The idea of social loans has reached an interesting stage. When I took on the role of the Chair of the Adventure Capital Fund , founded 10 years ago , the idea of loans for third sector bodies was anathema. The general attitude was indifference, yet some organisations did "get it" and took advantage of loans to expand their activities. Interestingly our mission was to support community enterprise- so starting with smaller organisations, not larger or national charities. We wanted to show that loans could work at local level. And our record shows that it can; indeed we are now the biggest social investor in the UK in terms of the numbers of loans we have made.
Making unsecured loans was definitely a minority cause back then. "It will never catch on" they said.
But it did. Indeed it has now become highly fashionable and lauded in high places.
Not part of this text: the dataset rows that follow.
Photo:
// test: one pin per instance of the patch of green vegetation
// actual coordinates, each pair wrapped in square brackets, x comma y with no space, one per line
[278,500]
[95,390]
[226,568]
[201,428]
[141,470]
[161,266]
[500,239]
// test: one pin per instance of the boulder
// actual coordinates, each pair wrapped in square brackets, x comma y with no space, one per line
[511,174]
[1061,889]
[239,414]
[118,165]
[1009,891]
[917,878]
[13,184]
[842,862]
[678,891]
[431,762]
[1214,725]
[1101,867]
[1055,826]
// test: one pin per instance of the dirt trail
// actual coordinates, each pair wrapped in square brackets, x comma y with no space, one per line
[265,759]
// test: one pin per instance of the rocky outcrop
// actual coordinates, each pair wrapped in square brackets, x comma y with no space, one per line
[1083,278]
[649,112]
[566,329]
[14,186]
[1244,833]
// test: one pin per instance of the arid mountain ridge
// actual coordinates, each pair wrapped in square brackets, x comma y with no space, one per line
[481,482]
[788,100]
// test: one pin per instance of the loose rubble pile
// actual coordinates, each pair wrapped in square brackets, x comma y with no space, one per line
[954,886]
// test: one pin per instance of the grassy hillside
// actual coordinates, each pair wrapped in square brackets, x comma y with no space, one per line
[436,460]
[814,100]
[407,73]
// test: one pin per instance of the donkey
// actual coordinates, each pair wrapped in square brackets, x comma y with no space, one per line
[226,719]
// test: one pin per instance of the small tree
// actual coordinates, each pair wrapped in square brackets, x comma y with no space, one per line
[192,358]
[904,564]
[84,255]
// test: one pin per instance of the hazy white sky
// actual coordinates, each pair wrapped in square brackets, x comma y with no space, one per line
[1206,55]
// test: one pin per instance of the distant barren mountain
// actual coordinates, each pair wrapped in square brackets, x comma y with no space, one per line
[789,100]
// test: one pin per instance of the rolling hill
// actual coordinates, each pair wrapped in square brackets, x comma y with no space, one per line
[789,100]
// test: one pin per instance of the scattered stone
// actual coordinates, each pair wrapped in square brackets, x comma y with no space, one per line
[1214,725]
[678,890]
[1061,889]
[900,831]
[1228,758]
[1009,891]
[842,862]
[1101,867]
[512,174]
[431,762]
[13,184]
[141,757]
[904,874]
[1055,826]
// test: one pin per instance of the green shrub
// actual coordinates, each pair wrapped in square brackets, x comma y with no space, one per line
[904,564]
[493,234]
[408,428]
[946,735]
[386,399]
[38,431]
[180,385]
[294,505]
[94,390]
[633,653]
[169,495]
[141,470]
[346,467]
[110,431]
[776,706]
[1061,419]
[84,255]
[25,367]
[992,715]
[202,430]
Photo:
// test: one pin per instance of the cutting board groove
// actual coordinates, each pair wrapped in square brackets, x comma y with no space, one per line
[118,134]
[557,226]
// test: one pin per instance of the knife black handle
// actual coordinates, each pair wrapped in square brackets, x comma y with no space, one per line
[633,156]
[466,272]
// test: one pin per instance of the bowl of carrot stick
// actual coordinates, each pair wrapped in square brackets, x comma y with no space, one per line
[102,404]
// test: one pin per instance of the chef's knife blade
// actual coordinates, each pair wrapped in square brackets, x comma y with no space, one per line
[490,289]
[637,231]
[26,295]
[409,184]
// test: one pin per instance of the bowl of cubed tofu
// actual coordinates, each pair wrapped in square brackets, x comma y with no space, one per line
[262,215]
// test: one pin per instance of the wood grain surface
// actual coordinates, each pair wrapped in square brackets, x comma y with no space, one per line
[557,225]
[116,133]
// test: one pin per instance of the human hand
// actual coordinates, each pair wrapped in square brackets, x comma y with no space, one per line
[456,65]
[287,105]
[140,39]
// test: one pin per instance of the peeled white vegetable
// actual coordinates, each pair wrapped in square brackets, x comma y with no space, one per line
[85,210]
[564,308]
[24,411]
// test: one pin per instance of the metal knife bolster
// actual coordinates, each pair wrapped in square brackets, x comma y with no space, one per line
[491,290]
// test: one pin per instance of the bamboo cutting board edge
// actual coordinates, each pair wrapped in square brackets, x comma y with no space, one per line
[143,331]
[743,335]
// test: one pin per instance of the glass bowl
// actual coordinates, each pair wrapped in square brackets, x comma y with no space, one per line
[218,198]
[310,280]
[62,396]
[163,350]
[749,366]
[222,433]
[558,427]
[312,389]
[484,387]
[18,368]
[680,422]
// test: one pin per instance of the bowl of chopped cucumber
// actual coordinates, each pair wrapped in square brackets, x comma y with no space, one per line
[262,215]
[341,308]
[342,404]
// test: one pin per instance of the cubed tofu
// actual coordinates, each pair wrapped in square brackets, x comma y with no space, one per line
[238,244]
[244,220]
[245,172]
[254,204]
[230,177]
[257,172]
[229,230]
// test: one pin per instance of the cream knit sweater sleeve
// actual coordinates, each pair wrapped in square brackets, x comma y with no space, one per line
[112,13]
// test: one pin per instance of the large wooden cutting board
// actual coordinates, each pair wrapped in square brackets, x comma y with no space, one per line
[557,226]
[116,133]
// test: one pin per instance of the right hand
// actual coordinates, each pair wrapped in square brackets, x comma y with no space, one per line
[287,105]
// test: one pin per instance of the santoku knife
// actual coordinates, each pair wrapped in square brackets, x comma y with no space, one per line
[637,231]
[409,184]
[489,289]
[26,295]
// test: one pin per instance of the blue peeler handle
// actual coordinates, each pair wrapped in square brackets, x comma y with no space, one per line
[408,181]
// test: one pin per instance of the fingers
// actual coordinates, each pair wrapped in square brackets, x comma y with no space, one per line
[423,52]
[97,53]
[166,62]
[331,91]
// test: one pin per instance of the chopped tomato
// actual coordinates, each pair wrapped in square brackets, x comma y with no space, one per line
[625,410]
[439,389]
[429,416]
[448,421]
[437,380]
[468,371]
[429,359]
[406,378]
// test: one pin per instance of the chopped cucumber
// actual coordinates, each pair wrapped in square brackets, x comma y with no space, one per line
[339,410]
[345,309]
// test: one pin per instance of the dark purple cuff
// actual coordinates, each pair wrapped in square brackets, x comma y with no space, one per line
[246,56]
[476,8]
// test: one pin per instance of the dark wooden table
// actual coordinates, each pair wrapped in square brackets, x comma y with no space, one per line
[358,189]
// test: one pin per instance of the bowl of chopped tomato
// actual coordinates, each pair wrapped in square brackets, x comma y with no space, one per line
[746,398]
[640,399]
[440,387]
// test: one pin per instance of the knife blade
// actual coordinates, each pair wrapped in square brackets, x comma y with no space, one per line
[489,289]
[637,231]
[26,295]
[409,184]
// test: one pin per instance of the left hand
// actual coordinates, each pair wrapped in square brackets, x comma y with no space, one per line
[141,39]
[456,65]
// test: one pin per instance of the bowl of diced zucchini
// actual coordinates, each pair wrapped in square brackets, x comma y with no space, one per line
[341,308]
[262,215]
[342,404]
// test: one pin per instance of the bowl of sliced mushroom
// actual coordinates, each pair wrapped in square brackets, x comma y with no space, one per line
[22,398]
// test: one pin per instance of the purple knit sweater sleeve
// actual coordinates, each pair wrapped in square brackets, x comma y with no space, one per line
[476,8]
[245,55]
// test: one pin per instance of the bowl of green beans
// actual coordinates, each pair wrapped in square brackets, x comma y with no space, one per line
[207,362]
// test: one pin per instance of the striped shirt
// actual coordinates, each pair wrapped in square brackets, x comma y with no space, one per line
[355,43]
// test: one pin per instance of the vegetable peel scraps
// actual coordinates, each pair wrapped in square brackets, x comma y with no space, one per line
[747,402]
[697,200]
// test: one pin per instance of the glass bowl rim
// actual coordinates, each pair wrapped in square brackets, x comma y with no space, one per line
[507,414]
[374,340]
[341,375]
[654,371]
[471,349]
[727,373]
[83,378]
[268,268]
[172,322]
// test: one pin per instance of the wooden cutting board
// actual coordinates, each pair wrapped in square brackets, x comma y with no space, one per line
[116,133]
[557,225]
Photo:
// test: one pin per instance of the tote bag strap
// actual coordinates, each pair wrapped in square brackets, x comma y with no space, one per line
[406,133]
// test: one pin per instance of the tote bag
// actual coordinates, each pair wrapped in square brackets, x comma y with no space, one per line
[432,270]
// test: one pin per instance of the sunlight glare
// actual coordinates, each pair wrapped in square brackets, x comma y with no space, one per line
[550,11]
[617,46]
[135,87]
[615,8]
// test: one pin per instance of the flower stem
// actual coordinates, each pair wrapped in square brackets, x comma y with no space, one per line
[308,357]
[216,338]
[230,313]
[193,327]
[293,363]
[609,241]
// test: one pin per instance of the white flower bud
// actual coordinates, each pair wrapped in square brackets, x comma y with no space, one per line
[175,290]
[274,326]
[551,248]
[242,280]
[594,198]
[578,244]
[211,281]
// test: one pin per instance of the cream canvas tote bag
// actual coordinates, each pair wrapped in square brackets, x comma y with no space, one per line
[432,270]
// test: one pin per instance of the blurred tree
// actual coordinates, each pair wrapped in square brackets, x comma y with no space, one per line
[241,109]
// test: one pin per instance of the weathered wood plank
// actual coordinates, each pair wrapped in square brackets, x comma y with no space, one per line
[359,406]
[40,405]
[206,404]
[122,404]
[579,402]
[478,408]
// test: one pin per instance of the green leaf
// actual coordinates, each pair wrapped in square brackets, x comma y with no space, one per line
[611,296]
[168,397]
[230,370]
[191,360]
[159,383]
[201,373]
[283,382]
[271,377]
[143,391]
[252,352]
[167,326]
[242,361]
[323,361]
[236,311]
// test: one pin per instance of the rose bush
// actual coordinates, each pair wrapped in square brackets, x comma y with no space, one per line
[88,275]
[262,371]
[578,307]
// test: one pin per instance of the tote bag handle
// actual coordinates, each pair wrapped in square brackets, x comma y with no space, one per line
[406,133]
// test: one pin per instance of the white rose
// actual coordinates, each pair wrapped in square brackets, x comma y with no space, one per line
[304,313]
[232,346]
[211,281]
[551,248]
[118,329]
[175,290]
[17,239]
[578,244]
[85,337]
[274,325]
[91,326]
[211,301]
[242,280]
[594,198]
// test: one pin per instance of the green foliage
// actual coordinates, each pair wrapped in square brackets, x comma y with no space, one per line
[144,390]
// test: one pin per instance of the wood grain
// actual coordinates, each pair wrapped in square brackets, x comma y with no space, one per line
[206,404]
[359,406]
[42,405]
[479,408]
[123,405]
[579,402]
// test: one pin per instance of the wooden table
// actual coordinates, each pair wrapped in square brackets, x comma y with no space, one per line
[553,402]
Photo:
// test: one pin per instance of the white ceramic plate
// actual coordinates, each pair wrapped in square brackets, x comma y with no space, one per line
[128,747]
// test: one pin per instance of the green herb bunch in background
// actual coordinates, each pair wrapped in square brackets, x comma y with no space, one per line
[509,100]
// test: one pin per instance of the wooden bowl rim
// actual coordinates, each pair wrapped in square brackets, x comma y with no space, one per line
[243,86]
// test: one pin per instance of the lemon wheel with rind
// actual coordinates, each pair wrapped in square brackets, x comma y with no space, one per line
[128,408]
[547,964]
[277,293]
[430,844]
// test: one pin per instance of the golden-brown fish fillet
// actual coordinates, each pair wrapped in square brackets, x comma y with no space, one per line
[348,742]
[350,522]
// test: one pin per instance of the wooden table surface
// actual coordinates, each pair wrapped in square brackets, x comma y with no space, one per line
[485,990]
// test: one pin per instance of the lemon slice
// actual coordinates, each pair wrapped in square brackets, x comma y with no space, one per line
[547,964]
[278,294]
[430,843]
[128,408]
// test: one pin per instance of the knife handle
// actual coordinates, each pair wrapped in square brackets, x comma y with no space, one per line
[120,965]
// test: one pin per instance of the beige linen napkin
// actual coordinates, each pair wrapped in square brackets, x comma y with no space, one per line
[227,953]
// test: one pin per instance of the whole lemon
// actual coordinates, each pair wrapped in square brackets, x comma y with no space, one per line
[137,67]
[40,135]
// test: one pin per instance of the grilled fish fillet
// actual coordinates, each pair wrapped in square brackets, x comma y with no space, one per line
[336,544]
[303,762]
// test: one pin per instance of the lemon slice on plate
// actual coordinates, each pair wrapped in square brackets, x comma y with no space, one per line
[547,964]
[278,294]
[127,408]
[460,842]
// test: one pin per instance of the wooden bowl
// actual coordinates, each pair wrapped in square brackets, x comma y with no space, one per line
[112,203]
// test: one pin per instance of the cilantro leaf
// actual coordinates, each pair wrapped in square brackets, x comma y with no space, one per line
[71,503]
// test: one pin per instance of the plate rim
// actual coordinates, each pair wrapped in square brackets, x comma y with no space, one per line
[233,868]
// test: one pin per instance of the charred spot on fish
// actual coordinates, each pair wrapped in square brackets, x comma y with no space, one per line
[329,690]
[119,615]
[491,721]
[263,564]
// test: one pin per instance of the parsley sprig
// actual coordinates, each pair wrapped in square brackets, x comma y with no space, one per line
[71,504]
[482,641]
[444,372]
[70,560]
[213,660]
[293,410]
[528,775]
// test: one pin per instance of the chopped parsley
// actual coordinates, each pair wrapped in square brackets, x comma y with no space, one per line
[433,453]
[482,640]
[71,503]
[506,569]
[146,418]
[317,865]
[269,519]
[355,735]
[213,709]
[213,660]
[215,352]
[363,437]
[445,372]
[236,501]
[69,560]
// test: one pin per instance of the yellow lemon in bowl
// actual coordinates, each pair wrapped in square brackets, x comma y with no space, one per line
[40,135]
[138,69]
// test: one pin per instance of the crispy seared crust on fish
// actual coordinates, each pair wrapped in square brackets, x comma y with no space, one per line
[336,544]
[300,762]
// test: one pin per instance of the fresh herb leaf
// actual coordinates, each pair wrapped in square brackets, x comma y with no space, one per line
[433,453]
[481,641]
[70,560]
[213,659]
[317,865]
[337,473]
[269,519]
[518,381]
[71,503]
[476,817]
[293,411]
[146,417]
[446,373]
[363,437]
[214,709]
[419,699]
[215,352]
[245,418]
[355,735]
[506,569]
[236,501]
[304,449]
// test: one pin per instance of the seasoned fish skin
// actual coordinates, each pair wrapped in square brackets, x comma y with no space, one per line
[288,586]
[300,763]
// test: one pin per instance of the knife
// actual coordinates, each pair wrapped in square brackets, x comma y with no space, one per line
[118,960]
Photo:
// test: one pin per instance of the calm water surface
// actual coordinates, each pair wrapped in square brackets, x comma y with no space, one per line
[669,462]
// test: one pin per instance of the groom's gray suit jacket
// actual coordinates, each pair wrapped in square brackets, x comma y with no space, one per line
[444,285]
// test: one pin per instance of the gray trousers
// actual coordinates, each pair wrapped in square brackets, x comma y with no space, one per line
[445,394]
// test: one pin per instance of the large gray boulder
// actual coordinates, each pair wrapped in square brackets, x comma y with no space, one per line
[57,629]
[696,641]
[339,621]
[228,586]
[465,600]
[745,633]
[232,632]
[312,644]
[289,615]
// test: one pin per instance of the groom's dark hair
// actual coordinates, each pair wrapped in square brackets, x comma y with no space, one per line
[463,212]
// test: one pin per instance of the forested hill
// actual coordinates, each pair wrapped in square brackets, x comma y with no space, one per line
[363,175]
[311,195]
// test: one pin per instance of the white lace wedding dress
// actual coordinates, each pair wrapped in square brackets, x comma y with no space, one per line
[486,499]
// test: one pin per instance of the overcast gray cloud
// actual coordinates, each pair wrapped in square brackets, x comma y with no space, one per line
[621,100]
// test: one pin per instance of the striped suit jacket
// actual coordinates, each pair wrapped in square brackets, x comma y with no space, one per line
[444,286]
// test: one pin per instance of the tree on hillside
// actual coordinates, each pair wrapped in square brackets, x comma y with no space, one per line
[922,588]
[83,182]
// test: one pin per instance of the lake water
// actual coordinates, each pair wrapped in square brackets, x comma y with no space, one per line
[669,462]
The danger we now face is there is too much hype and not enough action, aided and abetted by folk who have now discovered shiny new toys to play with. So we hear about social impact bonds, equity deals and other interesting ways in which the sector is to be enticed. Some of these have their place but not at the expense of the core product.
Meanwhile what the sector really wants is simple, straightforward unsecured loans. The Social Investment Business (group parent of ACF ) regularly asks its investees if they have plans that need more lending. The demand is the ground is quite staggering but there is little supply. This is the issue that needs addressing.
As I said at the ACEVO Gathering of Social Leaders, the coalition government made a mistake when they abolished the future ; the Future Jobs Fund and Futurebuilders. FBE has proved a great success. It stimulated loans that have encouraged the sector to deliver more public services. These loans have enabled more delivery by charities and social enterprises. There is a very low default rate on these loans and already £50m has been repaid.
What we need is less hype on social impact bonds and the like ( Peterborough is a sad example ) and more straightforward loans to encourage and fund the ambitions of our sector to grow. This is what Big Society Capital might look at. This is where the HMT should put to use LIBOR money and other discrete sources of income such as money from the proceeds of crime.
As Civil Society magazine pointed out recently ACF was set up with £4m from the Home Office proceeds of crime. We now need a big push by Government again to put money into loans for the sector. They work. And that's where the action is.